Along with India, several other countries got freedom from colonial rule 75 years ago, but many of them were unable to attain true self- governance, while India was able to sustain its democracy, the CJI pointed out.

“What is that sets India apart from so many nations across the world which became free with us around the same time, but were not able to sustain freedom as a way of life? Some may possibly say that we internalised democracy, we have internalised constitutional values. Others will say the strength of our nation lies in its pluralistic culture, the culture of inclusion, the culture of all encompassing humanity,” he stated.

The “power of gun” got the better of the rule of law in many countries, but India survived through the tough time because of our ability to engage in dialogue, Chandrachud added.

Public service is of paramount importance for a thriving society, but very few individuals embrace it wholeheartedly due to the challenges and barriers they encounter along the way, he said.

“Choosing a public service path often requires personal and professional sacrifice. Individuals may find themselves navigating a delicate balance where the demand of public duty clashes with the need of personal and career pursuits,” the CJI said.

The judges see injustice “face to face”, and while they try to resolve injustice within the boundaries of law, they also realize the limitations of law in creating a truly just society, he said.

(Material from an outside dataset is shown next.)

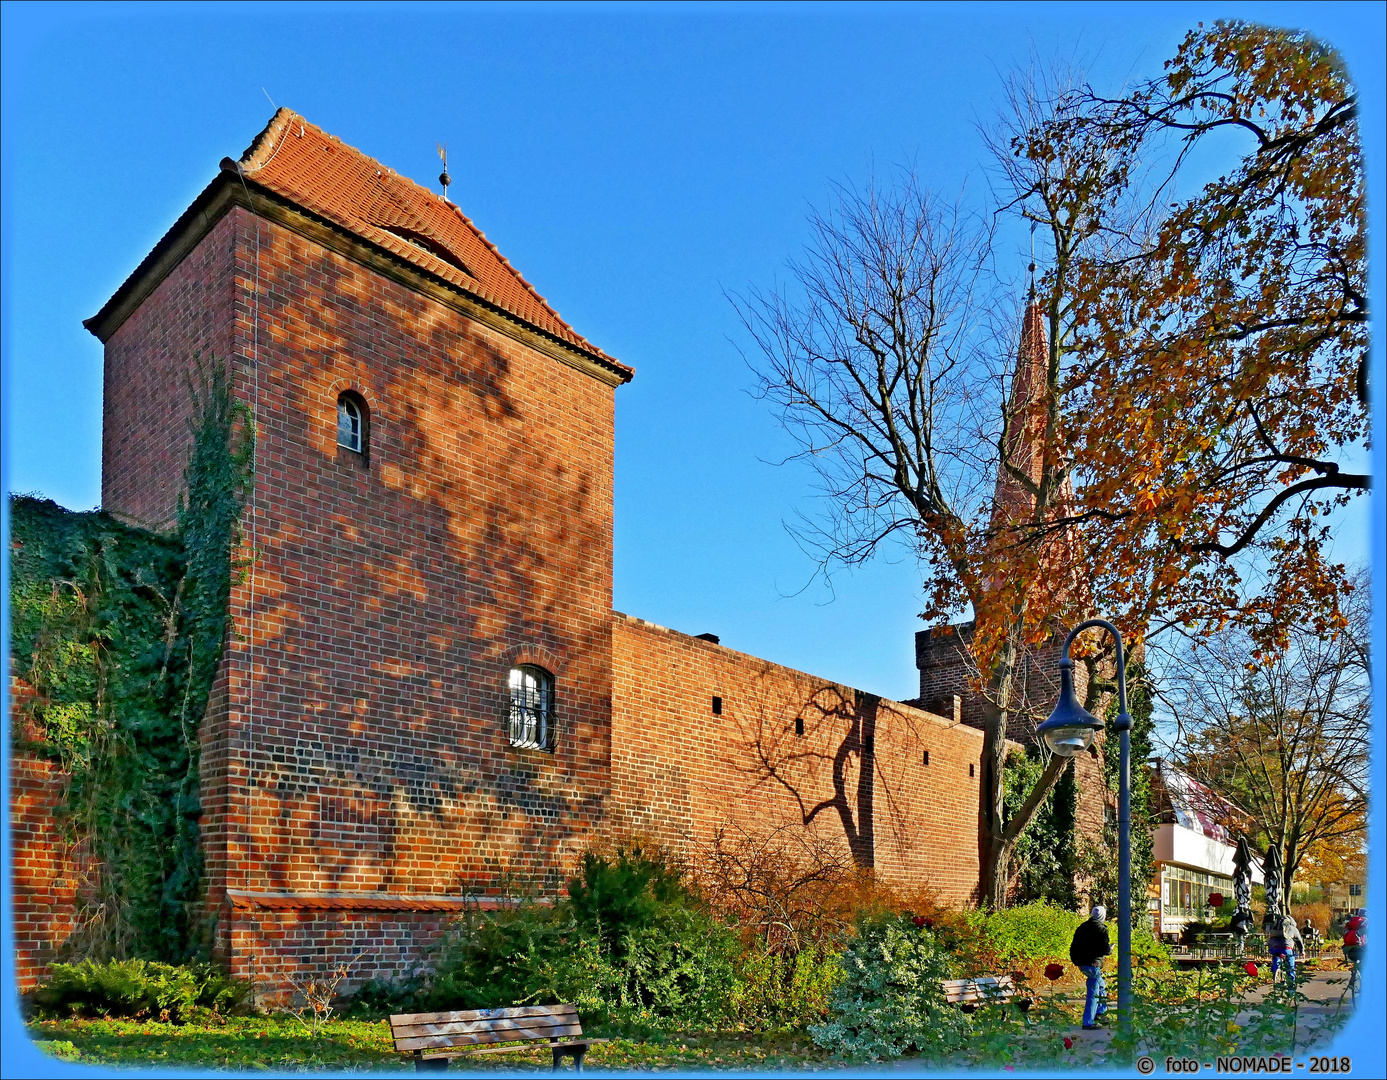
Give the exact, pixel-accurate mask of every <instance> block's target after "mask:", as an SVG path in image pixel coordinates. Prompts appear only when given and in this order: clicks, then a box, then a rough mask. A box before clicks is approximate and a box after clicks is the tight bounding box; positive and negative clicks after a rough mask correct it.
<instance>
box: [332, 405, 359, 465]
mask: <svg viewBox="0 0 1387 1080" xmlns="http://www.w3.org/2000/svg"><path fill="white" fill-rule="evenodd" d="M361 428H362V424H361V406H358V405H356V402H354V401H352V399H351V398H348V397H347V395H343V397H341V398H338V399H337V445H338V446H345V448H347V449H350V451H355V452H356V453H361Z"/></svg>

“The importance of law lies in its ability to create a framework where there is an organised discourse possible, as I said where we replace the power bullets with power of reason. But equally, there is justice beyond the law and for justice beyond law we need to fathom our own hearts and our own communities to tap the innate goodness in the individual,” Chandrachud said.

“Because the law can be a source of immense good, but law can be a source of immense arbitrariness (too). It depends on who wields the law and what are the social conditions in which the law is wielded,” he added.

The 45th edition of the Jamnalal Bajaj Awards honoured, for their contribution to social service, Dr Regi George and Dr Lalitha Regi, Trustees, Tribal Health Initiative (THI); Dr Ramalakshmi Datta, Joint Director, Vivekananda Institute of Biotechnology; Sudha Varghese, Secretary, Nari Gunjan, and Raha Naba Kumar, Director and CEO, Gandhi Ashram Trust.